Dans le domaine du crédit, on appelle “gestion du risque” la stratégie qui consiste à distinguer ceux qui vont obtenir le prêt (c’est- à-dire les bons risques) des autres. Il est évident que par “bons risques”, on entend les clients qui sont les plus à mêmes de payer convenablement leurs mensualités sur les moyen et long termes. Voici quelques informations de base pour faire partie des heureux élus.
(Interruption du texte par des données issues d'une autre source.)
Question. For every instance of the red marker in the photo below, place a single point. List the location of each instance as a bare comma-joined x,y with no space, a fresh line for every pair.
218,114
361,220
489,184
Pouvoir démontrer un bon comportement financier est le premier critère des banques. Le système bancaire canadien permet d’enregistrer automatiquement le comportement de tous les individus qui ont (ou qui ont ont eu) une obligation quelconque envers une institution financière reconnue dans le pays. Par “obligation” on entend une carte de crédit, un prêt automobile, un prêt étudiant ou toute autre forme de crédit à la consommation. Le système dans lequel apparaissent ces informations est appelé le “bureau de crédit”. Il existe au Canada 2 sociétés concurrentes qui enregistrent et publient ces informations: Equifax et Transunion. Il est primordial de se bâtir un historique de crédit favorable avant de postuler pour une hypothèque. Votre historique de crédit signale votre aptitude (ou inaptitude) à gérer vos finances personnelles de façon saine. Attention, se bâtir un historique de crédit ne signifie certainement pas accumuler les dettes. Une seule carte de crédit, faiblement utilisée, envoie un signal positif aux créanciers: vos revenus et vos liquidités actuelles suffisent pour vos dépenses courantes. Pour les jeunes adultes et les nouveaux arrivants au Canada, l’idéal serait de justifier d’un minimum de 12 mois au bureau de crédit.
Pour ceux qui ont déjà eu des problèmes de crédit antérieurs (faillite ou collections), il vaut mieux pouvoir prouver que l’on a été capable de payer une dette sans aucun retard, durant 2 ans après vos difficultés financières. C’est ce que les préteurs appellent “avoir refait son crédit”.
Maintenant que la banque est convaincue que vous êtes un bon payeur, il lui reste maintenant à déterminer votre capacité à payer votre hypothèque. Autrement dit, avez vous les moyens de payer le montant que vous demandez? C’est ce que l’on appelle votre “capacité de remboursement”. Logiquement, vous devriez vous assurer au préalable de pouvoir intégrer vos mensualités dans votre budget avant même de rencontrer qui que ce soit. Après tout, qui connait le mieux votre budget: votre banquier ou vous même? C’est ici que sera revue votre stabilité d’emploi et de revenus. Notez que les banques considèrent comme revenu uniquement les sommes qui sont déclarées et imposables au Canada. Sauf cas exceptionnels, elle ne basera donc pas son accord sur la base des transferts que votre tante vous envoie d'afrique ou de votre pension de retraite versée sur votre compte en Europe. Toutefois, la confirmation des dépôts réguliers sur votre relevé de compte canadien ne pourra que jouer en votre faveur lors de l’analyse de votre capacité de remboursement. Les travailleurs autonomes (ceux qui sont à leur propre compte) et ceux qui travaillent à commission devront justifier leur revenu imposable des 2 dernières années, soit avec les déclarations d'impôt, soit avec les avis de cotisation. Si votre entreprise a été crée il y a moins d’une année, attendez vous à donner une mise de fonds significative (environs35%) ou à présenter un co-signataire. Il n’existe en effet aucun moyen de confirmer vos revenus imposables.
Le ralentissement de l’économie canadienne à sans aucun doute donné l’avantage aux acheteurs sur le marche immobilier. En revanche, les banques ont adopté depuis quelques mois un comportement plus prudent dans leur stratégie d’octroi du crédit. L’obtention des clefs de votre future résidence passe donc, plus que jamais, par une bonne compréhension de ce raisonnement.